Jacek Braciak to aktor teatralny i filmowy. Niedawno brawurowo zagrał Tadeusza Kościuszkę w filmie "Kos" Pawła Maślony. Widzieliśmy to też m.in. "Klerze" Wojciecha Smarzowskiego. Miłośnicy seriali pamiętają go z kolei m.in. z roli przyjaciela państwa Boskich w serialu "Rodzinka.pl”.
W przyszłym roku mają ruszyć zdjęcia do filmu "Transatlantyk 2010" w reż. Bartosza Kruhlika ("Supernova"). O swoim udziela w tej produkcji Jacek Braciak opowiedział w programie „Sto pytań do” w TVP Info.

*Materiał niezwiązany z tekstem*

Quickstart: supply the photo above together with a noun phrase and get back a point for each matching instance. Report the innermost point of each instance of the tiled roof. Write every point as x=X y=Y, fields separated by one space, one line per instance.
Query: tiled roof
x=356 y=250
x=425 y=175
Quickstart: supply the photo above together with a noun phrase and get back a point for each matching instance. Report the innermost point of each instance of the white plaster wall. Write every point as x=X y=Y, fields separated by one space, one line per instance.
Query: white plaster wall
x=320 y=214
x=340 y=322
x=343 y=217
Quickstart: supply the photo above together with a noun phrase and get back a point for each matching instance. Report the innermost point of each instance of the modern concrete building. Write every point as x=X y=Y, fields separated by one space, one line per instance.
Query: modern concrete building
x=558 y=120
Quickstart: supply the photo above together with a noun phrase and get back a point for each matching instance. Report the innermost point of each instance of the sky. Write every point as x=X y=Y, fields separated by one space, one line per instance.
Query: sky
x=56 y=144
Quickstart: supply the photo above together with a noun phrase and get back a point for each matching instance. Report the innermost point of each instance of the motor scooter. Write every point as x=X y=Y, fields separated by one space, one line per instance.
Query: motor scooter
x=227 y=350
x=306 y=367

Jacek Braciak o zagraniu podwójnej roli braci Kaczyńskich
Zapytany, czy nie obawia się zagrania roli braci Kaczyńskich Jacek Braciak odparł: Ja się boję tylko Boga i łez ludzkich. To po pierwsze. Po drugie, to truizm, ale myśląc w ten sposób, nie mógłbym zagrać geja, bo pomawiano by mnie, że jestem gejem. Dla mnie nie ma znaczenia, czy to jest Tadeusz Kościuszko, czy to są bracia Kaczyńscy, jeśli to jest ciekawy materiał pozwalający mi podróżować ciągle naprzód. Gdyby scenariusz „Kosa” był jakąś hagiografią naszego bohatera narodowego, to bym w tym nie wystąpił. Nie zagrałbym prezydenta Kaczyńskiego w Smoleńsku, bo to następna rzecz zupełnie jednowymiarowa. Nie widzę nic złego w przyjmowaniu propozycji, które stanowią satysfakcjonujący mnie poziom komplikacji.
Film o zależności ponad życie i śmierć
Oczywiście, natychmiast będzie się można domyśleć, że jest mowa o panach Kaczyńskich, natomiast bardzo się tym zainteresowałem dlatego, że osnowa nie opiera się na polityce. Najkrócej rzecz ujmując, żeby nie zdradzać tego, o czym może kiedyś będzie film, to jest swego rodzaju piekło wewnętrzne: czy w dwóch osobach mieści się jedna, czy w jednej dwie? To jest taki rodzaj zależności, który jest ponad życie, ponad śmierć. Tyle wielkich słów. To mnie interesuje – powiedział Jacek Braciak.